The choir's next performance will be an Autumn Concert on Saturday, 24th October at the Market Theatre in Ledbury. Tickets for this concert are priced at 7 and are available now by calling 01531 636452.

Ledbury Community Choir is a non-auditioned mixed voice choir of all ages with almost one hundred members. The choir's repertoire includes musicals, folk songs, and arrangements of well known songs spanning the generations. They meet weekly during term time at John Masefield High School on Tuesday's at 7.30pm and new members are always welcome.


Herefordshire Council have been working with Workmatch, which provides work preparation and training to disadvantaged and vulnerable adults, since news broke that Bizmatch, its trading arm, has ceased trading. Both the Council and NHS Herefordshire purchased services from the charitable company on behalf of local people. Around 70 local people were receiving the services, and 30 of these are eligible for support from the council's adult social care service.

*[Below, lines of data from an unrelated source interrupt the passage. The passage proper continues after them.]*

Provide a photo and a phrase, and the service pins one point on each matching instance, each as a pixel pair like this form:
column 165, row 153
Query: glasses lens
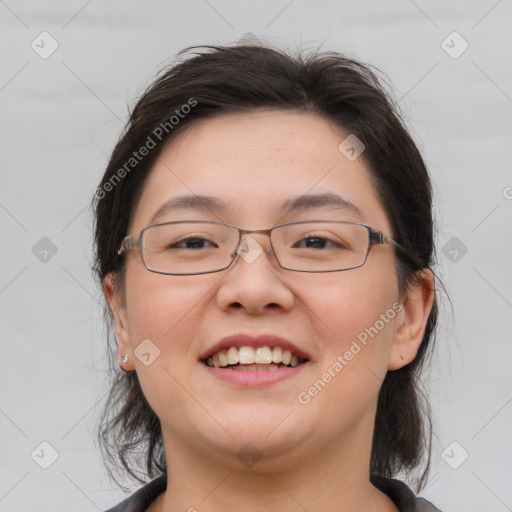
column 188, row 247
column 321, row 246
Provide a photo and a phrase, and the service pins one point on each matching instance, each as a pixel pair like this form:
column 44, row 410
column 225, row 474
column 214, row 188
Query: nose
column 254, row 281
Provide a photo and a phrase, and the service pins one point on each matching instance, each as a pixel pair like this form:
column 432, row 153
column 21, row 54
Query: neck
column 330, row 478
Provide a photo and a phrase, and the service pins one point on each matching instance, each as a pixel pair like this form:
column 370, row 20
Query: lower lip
column 254, row 377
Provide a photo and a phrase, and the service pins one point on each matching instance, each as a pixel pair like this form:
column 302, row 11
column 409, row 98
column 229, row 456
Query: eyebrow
column 296, row 204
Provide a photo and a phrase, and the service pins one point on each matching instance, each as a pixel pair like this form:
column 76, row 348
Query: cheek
column 356, row 317
column 161, row 307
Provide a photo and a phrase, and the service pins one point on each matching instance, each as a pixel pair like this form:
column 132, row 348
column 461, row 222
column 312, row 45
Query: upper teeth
column 251, row 355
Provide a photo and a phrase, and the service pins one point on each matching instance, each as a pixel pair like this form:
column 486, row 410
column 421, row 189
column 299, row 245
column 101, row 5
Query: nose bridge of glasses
column 248, row 247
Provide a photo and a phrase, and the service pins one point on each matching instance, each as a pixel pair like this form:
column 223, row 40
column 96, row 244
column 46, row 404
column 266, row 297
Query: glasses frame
column 375, row 237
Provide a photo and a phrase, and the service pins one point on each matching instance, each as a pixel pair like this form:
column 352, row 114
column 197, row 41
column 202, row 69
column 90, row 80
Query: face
column 253, row 163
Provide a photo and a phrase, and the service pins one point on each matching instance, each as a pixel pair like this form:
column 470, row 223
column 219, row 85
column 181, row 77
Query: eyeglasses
column 201, row 247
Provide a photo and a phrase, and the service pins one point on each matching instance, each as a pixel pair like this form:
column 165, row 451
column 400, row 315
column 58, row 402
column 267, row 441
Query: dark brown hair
column 244, row 78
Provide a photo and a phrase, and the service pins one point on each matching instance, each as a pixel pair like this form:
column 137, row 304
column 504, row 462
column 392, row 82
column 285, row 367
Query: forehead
column 257, row 165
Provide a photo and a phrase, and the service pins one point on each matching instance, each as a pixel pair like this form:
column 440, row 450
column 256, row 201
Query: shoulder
column 402, row 496
column 142, row 499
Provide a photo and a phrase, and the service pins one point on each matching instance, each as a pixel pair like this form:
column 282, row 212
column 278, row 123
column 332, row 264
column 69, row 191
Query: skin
column 315, row 456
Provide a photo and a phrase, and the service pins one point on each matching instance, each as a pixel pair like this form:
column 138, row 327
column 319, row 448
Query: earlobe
column 417, row 305
column 122, row 335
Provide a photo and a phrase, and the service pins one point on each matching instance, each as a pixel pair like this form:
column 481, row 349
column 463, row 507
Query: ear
column 118, row 308
column 411, row 322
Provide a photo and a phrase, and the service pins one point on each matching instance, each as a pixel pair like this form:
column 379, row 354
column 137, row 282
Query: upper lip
column 262, row 340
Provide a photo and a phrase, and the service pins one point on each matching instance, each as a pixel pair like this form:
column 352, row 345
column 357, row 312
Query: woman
column 264, row 239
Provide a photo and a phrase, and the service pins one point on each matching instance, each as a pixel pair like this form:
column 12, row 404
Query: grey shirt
column 400, row 494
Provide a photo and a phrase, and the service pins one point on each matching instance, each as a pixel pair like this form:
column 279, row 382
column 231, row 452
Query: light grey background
column 60, row 118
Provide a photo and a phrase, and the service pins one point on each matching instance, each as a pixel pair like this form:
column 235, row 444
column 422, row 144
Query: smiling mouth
column 248, row 358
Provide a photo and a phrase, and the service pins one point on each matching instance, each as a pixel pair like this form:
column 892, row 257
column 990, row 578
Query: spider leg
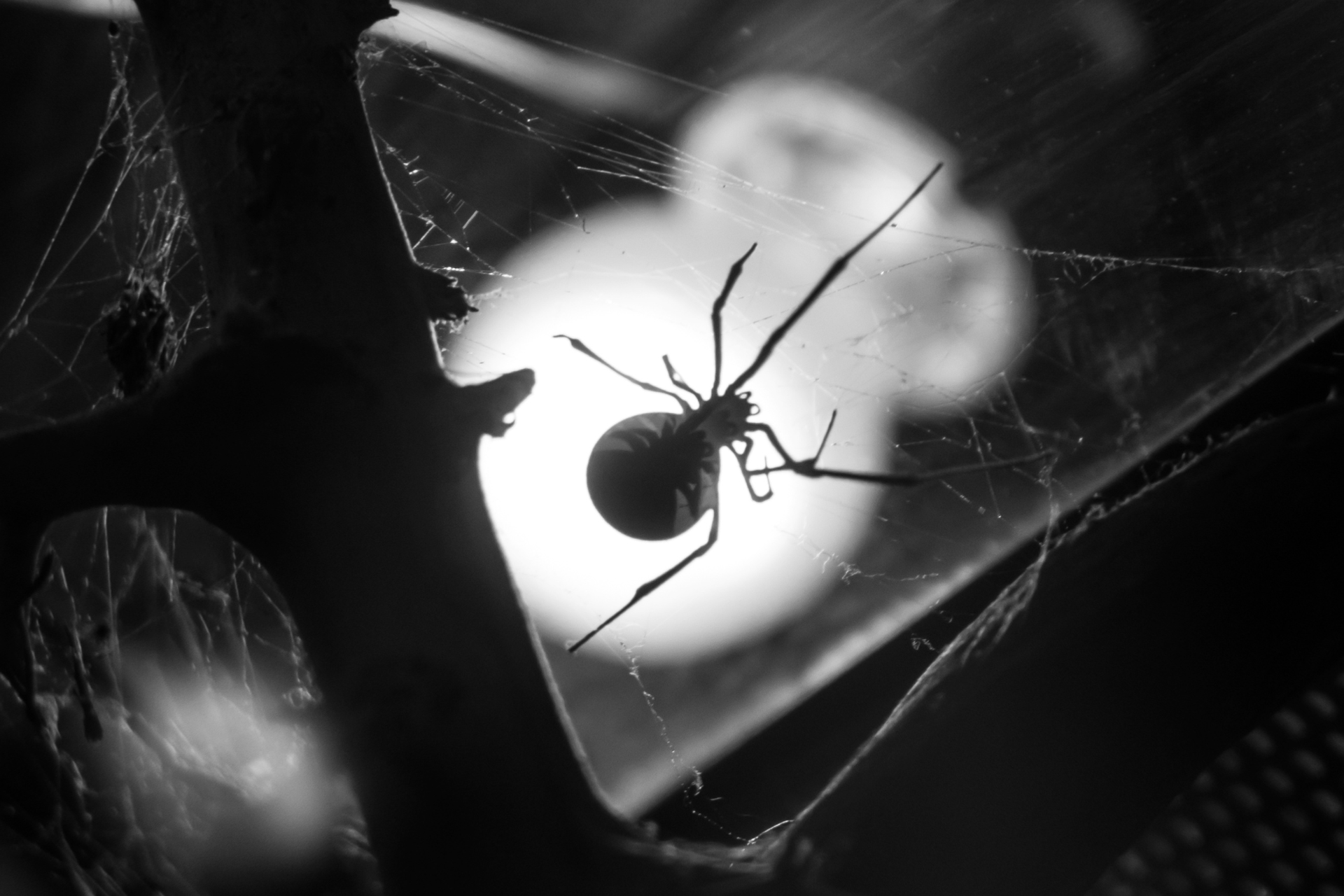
column 679, row 382
column 835, row 270
column 578, row 344
column 813, row 472
column 644, row 590
column 790, row 464
column 717, row 317
column 746, row 475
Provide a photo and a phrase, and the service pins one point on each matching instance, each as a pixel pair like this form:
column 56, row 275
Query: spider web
column 1109, row 356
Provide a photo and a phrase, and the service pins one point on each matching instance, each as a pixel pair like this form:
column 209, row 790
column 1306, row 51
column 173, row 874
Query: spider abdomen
column 652, row 479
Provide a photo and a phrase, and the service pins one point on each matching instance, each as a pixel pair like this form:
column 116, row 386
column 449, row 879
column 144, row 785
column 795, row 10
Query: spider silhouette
column 654, row 476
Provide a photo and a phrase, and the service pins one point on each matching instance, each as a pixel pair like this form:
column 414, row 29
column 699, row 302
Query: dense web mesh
column 1011, row 314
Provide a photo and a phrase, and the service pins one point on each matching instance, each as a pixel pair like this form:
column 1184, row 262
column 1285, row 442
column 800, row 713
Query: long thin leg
column 678, row 381
column 835, row 270
column 746, row 475
column 651, row 387
column 813, row 472
column 717, row 317
column 644, row 590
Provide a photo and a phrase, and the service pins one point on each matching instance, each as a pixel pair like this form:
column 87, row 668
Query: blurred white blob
column 241, row 796
column 925, row 317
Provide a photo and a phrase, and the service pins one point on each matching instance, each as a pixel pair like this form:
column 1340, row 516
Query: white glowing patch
column 925, row 317
column 571, row 567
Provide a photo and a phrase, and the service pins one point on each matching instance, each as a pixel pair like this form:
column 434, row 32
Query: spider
column 654, row 476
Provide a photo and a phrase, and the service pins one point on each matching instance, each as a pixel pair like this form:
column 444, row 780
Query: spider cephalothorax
column 652, row 476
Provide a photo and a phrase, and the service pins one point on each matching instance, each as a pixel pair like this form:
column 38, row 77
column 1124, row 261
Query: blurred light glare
column 924, row 318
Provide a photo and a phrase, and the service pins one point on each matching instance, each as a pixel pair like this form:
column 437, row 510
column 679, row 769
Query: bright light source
column 923, row 318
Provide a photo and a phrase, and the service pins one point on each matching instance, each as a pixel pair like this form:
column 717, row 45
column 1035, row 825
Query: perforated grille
column 1265, row 820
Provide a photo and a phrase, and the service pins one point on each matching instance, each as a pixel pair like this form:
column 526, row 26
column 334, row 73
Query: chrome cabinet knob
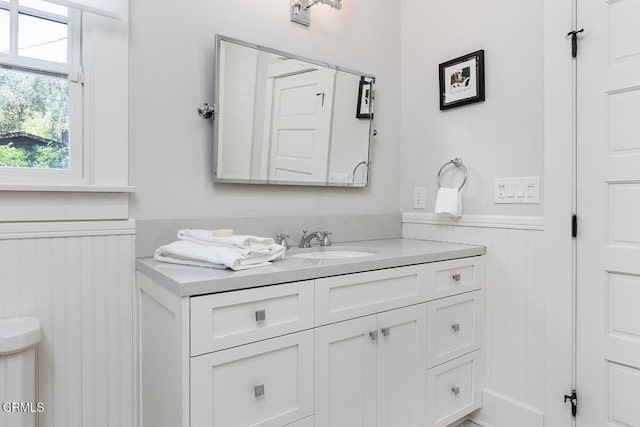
column 258, row 390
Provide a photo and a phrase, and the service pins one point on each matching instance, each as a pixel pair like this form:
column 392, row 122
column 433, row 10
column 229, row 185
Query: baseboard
column 486, row 221
column 500, row 410
column 36, row 229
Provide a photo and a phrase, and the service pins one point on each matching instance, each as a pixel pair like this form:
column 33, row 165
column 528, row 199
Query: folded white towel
column 249, row 244
column 449, row 202
column 217, row 256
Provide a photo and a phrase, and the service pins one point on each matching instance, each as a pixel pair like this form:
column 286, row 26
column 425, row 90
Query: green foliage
column 33, row 103
column 42, row 156
column 36, row 104
column 11, row 156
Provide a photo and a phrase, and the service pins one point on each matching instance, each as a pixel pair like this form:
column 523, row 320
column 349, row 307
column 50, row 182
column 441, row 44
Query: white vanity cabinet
column 370, row 370
column 398, row 346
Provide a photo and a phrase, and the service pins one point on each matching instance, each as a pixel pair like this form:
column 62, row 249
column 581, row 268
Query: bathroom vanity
column 390, row 339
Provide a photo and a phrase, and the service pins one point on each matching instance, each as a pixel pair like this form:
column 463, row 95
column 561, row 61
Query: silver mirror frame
column 218, row 40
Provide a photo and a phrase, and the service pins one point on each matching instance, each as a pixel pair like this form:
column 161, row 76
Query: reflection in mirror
column 285, row 120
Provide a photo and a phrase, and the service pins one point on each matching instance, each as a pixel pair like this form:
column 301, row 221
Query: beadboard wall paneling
column 515, row 320
column 82, row 290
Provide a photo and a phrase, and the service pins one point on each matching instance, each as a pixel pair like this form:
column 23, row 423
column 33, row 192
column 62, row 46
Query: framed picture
column 365, row 107
column 462, row 80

'We are contacting people who attended the service and we are reassuring everyone who is eligible for support that we will be finding an alternative means of continuing a service for them,' said Sara Keetley, head of adult social care for both the council and the primary care trust. 'We would like to reassure people that ABLE, a welfare advice and information service, continues to offer a service to the public.'

The council says anyone affected by the Bizmatch closure and needs help can ring 01432 261732 between 9am and 1pm and speak to Julia Bestall. Anyone who needs emergency assistance can get it from the duty social work team on 01432 373200.


Hereford will be one of thousands of venues across the world to hold a 350 climate change event on Saturday, 24th October. More than 2,200 simultaneous events are set to take place in 152 countries to mark the International Day of Climate Action. Photos of all the events, including Hereford, will be displayed on giant screens in Times Square, New York.

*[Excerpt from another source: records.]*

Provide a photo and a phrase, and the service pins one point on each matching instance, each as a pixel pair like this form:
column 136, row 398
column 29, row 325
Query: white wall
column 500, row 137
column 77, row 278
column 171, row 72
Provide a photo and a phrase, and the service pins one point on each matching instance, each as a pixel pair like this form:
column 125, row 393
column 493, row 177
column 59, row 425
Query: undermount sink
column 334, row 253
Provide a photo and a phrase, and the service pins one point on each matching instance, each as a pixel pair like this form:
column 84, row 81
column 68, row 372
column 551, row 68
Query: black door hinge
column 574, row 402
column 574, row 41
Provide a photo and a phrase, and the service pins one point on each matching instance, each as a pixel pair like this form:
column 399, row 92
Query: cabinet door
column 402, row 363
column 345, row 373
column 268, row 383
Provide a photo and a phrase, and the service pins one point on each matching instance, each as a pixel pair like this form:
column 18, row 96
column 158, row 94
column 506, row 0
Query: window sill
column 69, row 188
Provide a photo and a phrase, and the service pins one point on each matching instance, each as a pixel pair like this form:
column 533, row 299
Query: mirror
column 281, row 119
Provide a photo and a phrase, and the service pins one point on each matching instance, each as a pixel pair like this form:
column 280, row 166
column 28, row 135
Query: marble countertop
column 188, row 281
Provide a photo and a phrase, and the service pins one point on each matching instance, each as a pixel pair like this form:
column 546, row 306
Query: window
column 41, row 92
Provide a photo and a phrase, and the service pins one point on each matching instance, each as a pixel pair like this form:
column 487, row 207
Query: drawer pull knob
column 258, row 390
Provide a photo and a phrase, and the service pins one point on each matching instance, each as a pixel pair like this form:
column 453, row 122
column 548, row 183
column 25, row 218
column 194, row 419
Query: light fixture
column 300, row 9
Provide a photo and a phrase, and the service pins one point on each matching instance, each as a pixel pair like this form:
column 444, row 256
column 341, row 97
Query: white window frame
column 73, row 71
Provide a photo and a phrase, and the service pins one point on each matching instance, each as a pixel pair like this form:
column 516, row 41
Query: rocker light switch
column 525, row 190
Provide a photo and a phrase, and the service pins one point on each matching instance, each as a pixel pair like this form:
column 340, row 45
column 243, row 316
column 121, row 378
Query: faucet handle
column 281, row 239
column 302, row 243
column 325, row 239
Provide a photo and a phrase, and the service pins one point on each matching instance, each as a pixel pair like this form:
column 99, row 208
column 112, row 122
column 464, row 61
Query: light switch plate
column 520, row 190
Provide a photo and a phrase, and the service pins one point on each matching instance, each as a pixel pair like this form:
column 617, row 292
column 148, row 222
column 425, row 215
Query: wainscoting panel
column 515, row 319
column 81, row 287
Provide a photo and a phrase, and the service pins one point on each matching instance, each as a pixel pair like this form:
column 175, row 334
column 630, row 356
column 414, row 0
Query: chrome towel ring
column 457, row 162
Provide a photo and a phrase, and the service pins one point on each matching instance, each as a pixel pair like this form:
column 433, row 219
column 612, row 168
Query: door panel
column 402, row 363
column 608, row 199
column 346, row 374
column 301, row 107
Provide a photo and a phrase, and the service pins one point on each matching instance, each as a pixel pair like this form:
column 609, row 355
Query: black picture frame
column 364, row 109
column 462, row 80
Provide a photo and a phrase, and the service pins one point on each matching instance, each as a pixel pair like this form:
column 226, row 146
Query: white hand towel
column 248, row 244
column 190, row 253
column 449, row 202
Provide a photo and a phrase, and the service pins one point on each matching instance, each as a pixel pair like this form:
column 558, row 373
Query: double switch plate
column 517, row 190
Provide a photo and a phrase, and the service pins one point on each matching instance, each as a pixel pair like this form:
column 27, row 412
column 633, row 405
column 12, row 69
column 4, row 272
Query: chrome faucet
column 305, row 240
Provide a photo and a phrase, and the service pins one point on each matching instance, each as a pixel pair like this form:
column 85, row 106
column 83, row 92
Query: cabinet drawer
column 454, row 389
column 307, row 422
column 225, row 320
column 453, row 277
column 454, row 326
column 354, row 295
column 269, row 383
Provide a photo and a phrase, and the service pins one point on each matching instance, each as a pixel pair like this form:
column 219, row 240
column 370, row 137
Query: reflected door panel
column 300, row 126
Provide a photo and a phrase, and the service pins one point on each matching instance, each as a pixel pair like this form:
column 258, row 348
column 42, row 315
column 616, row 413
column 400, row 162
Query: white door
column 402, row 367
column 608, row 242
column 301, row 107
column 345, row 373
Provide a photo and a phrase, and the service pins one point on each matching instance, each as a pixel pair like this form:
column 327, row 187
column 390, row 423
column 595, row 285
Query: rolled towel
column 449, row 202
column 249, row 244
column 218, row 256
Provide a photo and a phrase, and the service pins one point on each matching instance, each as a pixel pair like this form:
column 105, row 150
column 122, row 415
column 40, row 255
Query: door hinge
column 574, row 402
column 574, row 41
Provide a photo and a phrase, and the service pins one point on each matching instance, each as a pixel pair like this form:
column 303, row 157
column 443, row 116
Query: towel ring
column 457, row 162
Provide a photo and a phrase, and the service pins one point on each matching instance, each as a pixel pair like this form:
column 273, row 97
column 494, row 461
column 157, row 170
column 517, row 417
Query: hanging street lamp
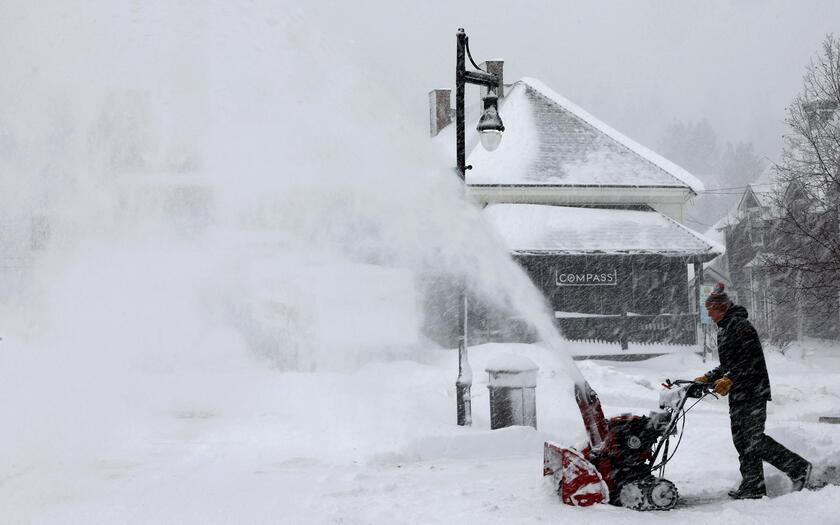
column 490, row 128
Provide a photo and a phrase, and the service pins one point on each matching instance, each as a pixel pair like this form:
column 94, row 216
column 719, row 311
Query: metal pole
column 700, row 333
column 464, row 381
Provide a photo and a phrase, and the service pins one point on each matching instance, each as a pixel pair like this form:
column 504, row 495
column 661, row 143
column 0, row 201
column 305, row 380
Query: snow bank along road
column 379, row 445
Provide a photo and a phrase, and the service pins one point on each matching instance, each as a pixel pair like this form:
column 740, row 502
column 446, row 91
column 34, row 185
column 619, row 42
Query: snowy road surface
column 378, row 445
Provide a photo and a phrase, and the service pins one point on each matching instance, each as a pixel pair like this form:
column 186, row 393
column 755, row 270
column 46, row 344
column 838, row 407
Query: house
column 754, row 239
column 594, row 218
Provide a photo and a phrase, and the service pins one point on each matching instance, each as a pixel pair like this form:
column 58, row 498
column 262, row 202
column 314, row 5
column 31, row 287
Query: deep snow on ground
column 379, row 445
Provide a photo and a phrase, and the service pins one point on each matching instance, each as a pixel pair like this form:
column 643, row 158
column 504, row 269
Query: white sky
column 636, row 65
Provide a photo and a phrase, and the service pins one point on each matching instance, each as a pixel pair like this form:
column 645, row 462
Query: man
column 743, row 375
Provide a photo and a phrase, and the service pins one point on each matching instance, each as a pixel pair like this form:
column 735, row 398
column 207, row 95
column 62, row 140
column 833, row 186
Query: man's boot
column 743, row 492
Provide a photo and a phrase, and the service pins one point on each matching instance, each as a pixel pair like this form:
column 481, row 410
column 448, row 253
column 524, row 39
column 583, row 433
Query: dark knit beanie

In Hereford we have a debate with local environmentalist Richard Priestley putting the case for rapid and radical carbon reductions, and local MP Bill Wiggin, candidates Jesse Norman, Sarah Carr, Felicity Norman, Philippa Roberts and also Herefordshire Councillors Roger Phillips and John Jarvis responding. The debate will take place in the Town Hall and the doors will open at 10.00am; come early to get a seat.

The afternoon will continue the theme with Peter Harper (from the Centre of Alternative Technology) and a number of local renewable energy experts debating possible sources of low carbon energy. There will also be lots going-on, including stalls, fun activities, films and information. The day will end with a band and choir of 350 people singing a song about 350ppm at 3.50pm on the steps of the Shirehall. Come and join-in!

The number 350 holds special significance in terms of climate change as many climate scientists and campaigners believe that 350 parts per million of carbon dioxide in the atmosphere is the safe upper limit for sustaining life on earth. The current figure is 387.

Further information can be found at or hereford350.wordpress or phone Richard Priestley 01432 358104 Participants are asked to walk, cycle, take public transport or car share to the event wherever possible.